Le passionné d’histoire découvrira dans le film quelques images et sons inédits – notamment des images privées de la grande-duchesse visitant une serre d’une famille de descendants luxembourgeois à Chicago, les lettres dites Dear Lottie, ou l’extraordinaire document sonore dans lequel le prince Jean appelle Hitler « dee Säckdréier » –, le patriote ou témoin de la guerre y retrouvera des souvenir et le cinéphile pourra se laisser emporter par une dramaturgie rondement menée. Car, au-delà d’être un document historique et un moyen de rendre passionnante cette histoire, rébarbative pour beaucoup de jeunes aujourd’hui, Léif Lëtzebuerger… est aussi un petit bijou esthétique : les images ont du grain et essayent de reproduire des couleurs chaudes, datées. Les scènes reconstituées, dont le recours s’est généralisé ces dernières années dans le documentaire historique, sont acceptables, le fait que les acteurs, britanniques ou irlandais, soient inconnus dans nos parages – par exemple Josephine Coleman incarnant la grande-duchesse dans les studios de la BBC – aide à cela.

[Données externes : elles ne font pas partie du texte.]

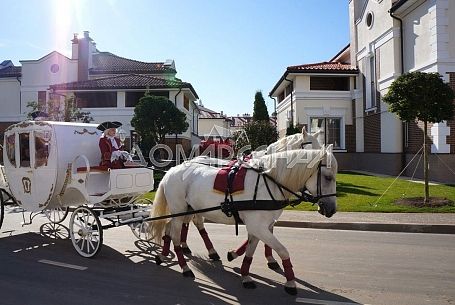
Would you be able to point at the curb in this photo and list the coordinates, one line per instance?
(379, 227)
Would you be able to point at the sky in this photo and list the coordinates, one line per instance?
(227, 49)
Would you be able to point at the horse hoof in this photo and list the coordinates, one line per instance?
(291, 290)
(273, 265)
(186, 250)
(249, 285)
(230, 256)
(188, 273)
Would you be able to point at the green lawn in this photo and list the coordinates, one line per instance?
(360, 193)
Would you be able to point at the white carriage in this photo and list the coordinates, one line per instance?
(51, 167)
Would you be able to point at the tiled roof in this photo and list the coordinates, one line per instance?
(125, 81)
(106, 62)
(11, 71)
(325, 66)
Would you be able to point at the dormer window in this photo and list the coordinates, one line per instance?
(369, 20)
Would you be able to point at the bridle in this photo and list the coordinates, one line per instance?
(307, 196)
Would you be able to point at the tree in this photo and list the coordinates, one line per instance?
(425, 97)
(260, 112)
(258, 132)
(66, 110)
(155, 117)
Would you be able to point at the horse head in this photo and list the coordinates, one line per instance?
(322, 183)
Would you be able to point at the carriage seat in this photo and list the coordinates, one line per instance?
(95, 169)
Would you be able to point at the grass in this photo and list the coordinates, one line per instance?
(361, 192)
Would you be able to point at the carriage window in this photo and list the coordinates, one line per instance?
(24, 141)
(10, 149)
(42, 148)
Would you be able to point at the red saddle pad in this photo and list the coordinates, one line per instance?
(222, 176)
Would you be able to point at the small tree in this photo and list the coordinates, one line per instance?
(260, 112)
(155, 117)
(425, 97)
(66, 110)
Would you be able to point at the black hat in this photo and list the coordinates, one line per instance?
(107, 125)
(38, 114)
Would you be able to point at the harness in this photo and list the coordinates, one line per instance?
(231, 208)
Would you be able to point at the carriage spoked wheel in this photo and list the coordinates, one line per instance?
(141, 229)
(56, 215)
(86, 232)
(2, 208)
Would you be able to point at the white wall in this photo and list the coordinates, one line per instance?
(9, 100)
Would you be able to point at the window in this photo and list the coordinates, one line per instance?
(10, 149)
(331, 83)
(24, 148)
(330, 130)
(369, 19)
(42, 148)
(133, 97)
(96, 99)
(42, 98)
(186, 103)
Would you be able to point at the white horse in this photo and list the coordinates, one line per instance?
(295, 141)
(190, 185)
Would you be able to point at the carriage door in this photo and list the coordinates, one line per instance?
(28, 188)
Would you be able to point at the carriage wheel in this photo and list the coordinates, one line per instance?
(2, 208)
(56, 215)
(86, 232)
(141, 230)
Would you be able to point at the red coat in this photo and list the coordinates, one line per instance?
(106, 149)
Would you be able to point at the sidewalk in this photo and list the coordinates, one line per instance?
(441, 223)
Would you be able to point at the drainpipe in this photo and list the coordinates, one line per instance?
(274, 107)
(403, 127)
(292, 109)
(20, 95)
(175, 103)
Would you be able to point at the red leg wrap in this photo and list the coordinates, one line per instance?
(245, 269)
(166, 245)
(288, 272)
(205, 237)
(184, 232)
(267, 251)
(241, 250)
(179, 253)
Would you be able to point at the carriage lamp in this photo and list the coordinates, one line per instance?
(122, 135)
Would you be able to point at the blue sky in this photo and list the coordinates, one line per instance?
(226, 49)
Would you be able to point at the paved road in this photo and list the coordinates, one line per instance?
(333, 267)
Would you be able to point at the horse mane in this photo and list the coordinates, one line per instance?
(291, 168)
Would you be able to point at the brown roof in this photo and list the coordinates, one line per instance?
(125, 81)
(326, 66)
(11, 71)
(108, 63)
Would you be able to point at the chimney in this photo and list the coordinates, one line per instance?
(85, 49)
(75, 47)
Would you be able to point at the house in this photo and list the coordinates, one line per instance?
(106, 85)
(343, 96)
(213, 124)
(319, 97)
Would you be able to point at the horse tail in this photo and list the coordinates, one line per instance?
(159, 208)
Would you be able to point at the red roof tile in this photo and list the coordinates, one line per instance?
(328, 67)
(125, 81)
(106, 62)
(11, 71)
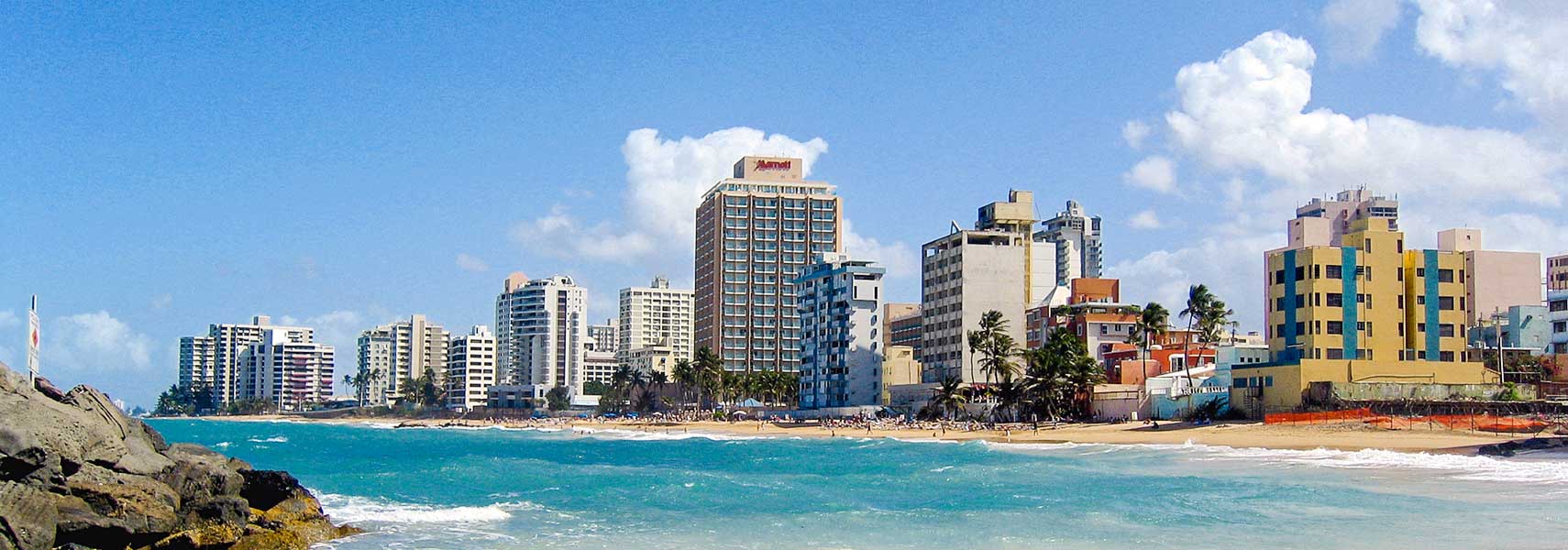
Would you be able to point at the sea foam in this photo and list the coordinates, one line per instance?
(361, 510)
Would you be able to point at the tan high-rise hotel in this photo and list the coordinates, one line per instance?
(755, 232)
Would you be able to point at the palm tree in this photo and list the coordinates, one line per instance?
(1151, 324)
(949, 395)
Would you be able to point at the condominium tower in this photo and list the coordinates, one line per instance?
(996, 267)
(541, 331)
(841, 350)
(402, 351)
(755, 232)
(286, 368)
(651, 317)
(214, 359)
(470, 368)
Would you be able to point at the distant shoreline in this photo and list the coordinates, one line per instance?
(1344, 437)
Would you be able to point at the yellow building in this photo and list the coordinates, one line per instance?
(1358, 311)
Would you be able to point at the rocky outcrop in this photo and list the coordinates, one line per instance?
(77, 474)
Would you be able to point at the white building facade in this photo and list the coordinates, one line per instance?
(214, 359)
(470, 368)
(841, 333)
(402, 351)
(286, 368)
(654, 315)
(541, 333)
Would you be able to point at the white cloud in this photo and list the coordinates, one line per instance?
(1134, 132)
(1145, 220)
(665, 182)
(1153, 172)
(1243, 112)
(1523, 41)
(94, 346)
(1358, 26)
(470, 264)
(899, 258)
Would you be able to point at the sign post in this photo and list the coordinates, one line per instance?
(32, 342)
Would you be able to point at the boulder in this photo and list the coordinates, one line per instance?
(27, 517)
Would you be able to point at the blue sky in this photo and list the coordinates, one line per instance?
(168, 167)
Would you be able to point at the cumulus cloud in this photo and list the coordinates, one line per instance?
(1145, 220)
(899, 258)
(470, 264)
(1523, 41)
(94, 345)
(1243, 112)
(665, 181)
(1134, 132)
(1153, 172)
(1358, 26)
(1242, 119)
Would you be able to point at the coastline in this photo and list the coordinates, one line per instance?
(1236, 434)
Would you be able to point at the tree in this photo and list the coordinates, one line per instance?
(1151, 324)
(557, 399)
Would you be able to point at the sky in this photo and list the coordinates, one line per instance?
(168, 167)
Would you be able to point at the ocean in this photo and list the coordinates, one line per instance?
(465, 488)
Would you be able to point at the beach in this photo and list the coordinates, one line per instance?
(1351, 436)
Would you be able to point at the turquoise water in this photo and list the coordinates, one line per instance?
(611, 490)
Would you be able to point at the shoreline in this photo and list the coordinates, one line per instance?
(1238, 434)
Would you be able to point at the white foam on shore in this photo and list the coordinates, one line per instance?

C’est peut-être justement le fait que le réalisateur et trois des producteurs du film furent des professionnels non-Luxembourgeois qui a aiguisé leur regard pour les petits détails et contribué à leur objectivité quant au sujet. Leur volonté de conquérir un public international – ils visent notamment les marchés belges, anglais, et certains publics ciblés aux États-Unis – leur a dicté l’obligation de travailler la dramaturgie (et de réaliser la majorité des interviews en anglais, ce qui fait souvent bizarre, d’entendre les historiens luxembourgeois parler anglais, avec un voice-over par des acteurs luxembourgeois).
On pardonne alors volontiers les quelques manques du film : impossible de trouver une photo de Franklin D. Roosevelt en compagnie de la grande-duchesse – cloué au fauteuil roulant, le président ne voulait pas donner l’impression d’être faible à ses ennemis –, impossible aussi de convaincre le grand-duc Jean, premier témoin de l’histoire de sa mère, à participer au film. Tout comme personne ne voulait dire le moindre mal de la grande-duchesse, incontestée dans son action, contrairement au gouvernement de l’époque, auquel le peuple reprochait et reproche toujours d’avoir été de sacrés lâches. En outre, jusqu’au bouclage de ce journal, personne n’a pu nous dire le coût du film, quasi entièrement financé par le CNA, qui, visiblement, a ponctionné son budget production pour celui-ci, durant les quatre ans qu’ont duré les recherches et la réalisation. Quand on aime, on ne compte pas. Léif Lëtzebuerger… D’Grande-Duchesse am Exil, 1940-1945, réalisation : Ray Tostevin ; production : Grace Productions (Ray Tostevin, Lynn Rothwell et Candice Allen) et le CNA (Joy Hoffmann), 98 minutes ; actuellement à Utopolis.